This month, MLO is delighted to introduce to its International Corner Lucy Maryogo-Robinson, the director of global health at the Association of Public Health Laboratories (APHL). The association provides strategic planning, training, infrastructure development, and other related services to support development of integrated laboratory systems in 20 countries worldwide. Maryogo-Robinson answers several questions about APHL global activities that are sure to enlighten readers.
MLO : As the national association representing laboratories and laboratory leaders in public health, what are APHL's global interests? What prompted this interest, and when did it begin? Is APHL planning to open overseas offices?
Lucy Maryogo-Robinson: APHL's Global Health Program provides customized technical assistance to strengthen national laboratory systems for health promotion. We provide support to in-country health officials and laboratorians in resource-constrained nations to help them achieve their own goals. Usually, this means building up the physical and human laboratory infrastructure so that it is eventually self-sustaining, and we are no longer needed.

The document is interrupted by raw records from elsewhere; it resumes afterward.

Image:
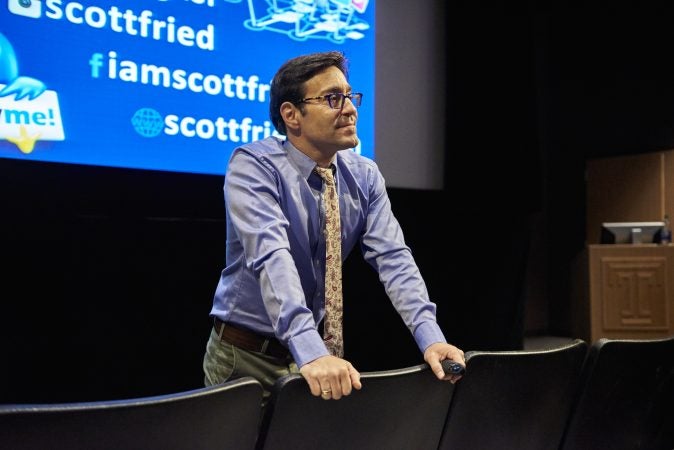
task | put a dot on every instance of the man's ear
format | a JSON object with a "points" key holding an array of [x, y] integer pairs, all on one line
{"points": [[290, 115]]}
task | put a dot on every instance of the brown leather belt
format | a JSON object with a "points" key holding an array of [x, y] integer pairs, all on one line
{"points": [[247, 340]]}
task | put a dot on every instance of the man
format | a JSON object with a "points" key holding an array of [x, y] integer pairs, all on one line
{"points": [[270, 300]]}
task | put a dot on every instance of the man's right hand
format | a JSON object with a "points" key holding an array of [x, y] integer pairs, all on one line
{"points": [[330, 377]]}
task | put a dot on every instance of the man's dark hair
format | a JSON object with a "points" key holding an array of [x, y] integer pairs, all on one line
{"points": [[288, 83]]}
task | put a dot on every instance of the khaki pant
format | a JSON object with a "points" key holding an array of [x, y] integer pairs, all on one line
{"points": [[223, 362]]}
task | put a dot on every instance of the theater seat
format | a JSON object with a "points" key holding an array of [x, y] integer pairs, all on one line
{"points": [[514, 399], [225, 416], [626, 400], [396, 409]]}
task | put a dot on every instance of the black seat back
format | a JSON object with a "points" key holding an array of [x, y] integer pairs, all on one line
{"points": [[396, 409], [626, 400], [226, 416], [514, 399]]}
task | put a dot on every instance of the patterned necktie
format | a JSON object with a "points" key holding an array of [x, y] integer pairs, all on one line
{"points": [[332, 328]]}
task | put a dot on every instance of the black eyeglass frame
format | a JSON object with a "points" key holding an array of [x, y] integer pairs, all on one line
{"points": [[355, 97]]}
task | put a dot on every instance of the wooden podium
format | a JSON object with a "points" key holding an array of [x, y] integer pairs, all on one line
{"points": [[625, 291]]}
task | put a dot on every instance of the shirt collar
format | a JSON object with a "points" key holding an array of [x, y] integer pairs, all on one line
{"points": [[304, 164]]}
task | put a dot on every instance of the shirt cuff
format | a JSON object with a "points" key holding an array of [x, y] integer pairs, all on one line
{"points": [[428, 333], [306, 347]]}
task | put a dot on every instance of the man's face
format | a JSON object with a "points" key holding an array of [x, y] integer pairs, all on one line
{"points": [[323, 128]]}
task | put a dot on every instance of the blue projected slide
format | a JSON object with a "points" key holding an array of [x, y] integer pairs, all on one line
{"points": [[172, 85]]}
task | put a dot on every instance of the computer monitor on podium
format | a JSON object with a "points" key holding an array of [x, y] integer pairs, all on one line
{"points": [[631, 232]]}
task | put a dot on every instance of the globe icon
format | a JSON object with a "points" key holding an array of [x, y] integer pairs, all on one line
{"points": [[147, 122]]}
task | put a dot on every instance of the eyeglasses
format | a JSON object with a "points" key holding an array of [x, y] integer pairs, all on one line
{"points": [[336, 100]]}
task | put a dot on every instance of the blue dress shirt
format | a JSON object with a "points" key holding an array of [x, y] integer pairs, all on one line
{"points": [[273, 278]]}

While HIV/AIDS testing has been a big focus for us, we try to transfer knowledge and institute quality systems that will carry over to all the work of the laboratory.
APHL's interest in global laboratory capacity building began more than 10 years ago. The association responded to a request from the U.S. Centers for Disease Control and Prevention (CDC) to help improve capacity for HIV testing in India. Our next big project was to help reconstruct the laboratory systems in the Caribbean nations devastated by hurricanes Mitch and Georges in 1998. In addition to laboratory renovations, though, APHL consultants helped to instill the concept of public-health laboratory practice in countries like Haiti that had only a quasi-public-health lab. When the project ended in 2002, the laboratory leaders in the region established their own public-health laboratory association. We could not have been happier.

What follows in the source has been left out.